Masthead CMC Magazine / February 1, 1996
  I'm Online, You're Online, by Steve Jones

The Nature of the Online Danger

We need to ask about the nature of socialization and human interaction. We also need to discuss whether human interaction is a by-product of other activities (like shopping, walking, etc.) or whether it is an activity unto itself that we value, and if we value it, what the risks and the rewards are? If it is a by-product of other things we do, I'd say, "Why worry?" If it is of value to us, then it is time that we not only set aside time for ourselves, as we are often told to do, but set aside time for ourselves with others.

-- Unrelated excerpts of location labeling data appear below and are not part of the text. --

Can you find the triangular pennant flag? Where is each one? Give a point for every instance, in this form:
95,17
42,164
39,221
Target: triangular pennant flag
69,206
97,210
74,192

And, if we do value human interaction, we should think about the nature of dependency and that of addiction in relation to any so-called "Internet addiction." It is often the case that social workers, psychiatrists, counselors, and others in the mental health field attempt to assess whether an individual's socialization is impaired due to participation in an activity, and, if it is, to label that activity as potentially an addiction or dependency. Print media too, particularly books, are occasionally cause for concern to some parents who find their children spending more time reading than playing with other children, therefore they are not socializing--or becoming socialized. Thus if an activity impairs socialization, it can be labeled harmful--but is it addictive? Is it a dependency? The "Bible" of the mental health profession, the Diagnostic Services Manual (4th ed.), does not include reference to media addiction or dependency of any kind. And who is to say what forms of --socialization are best?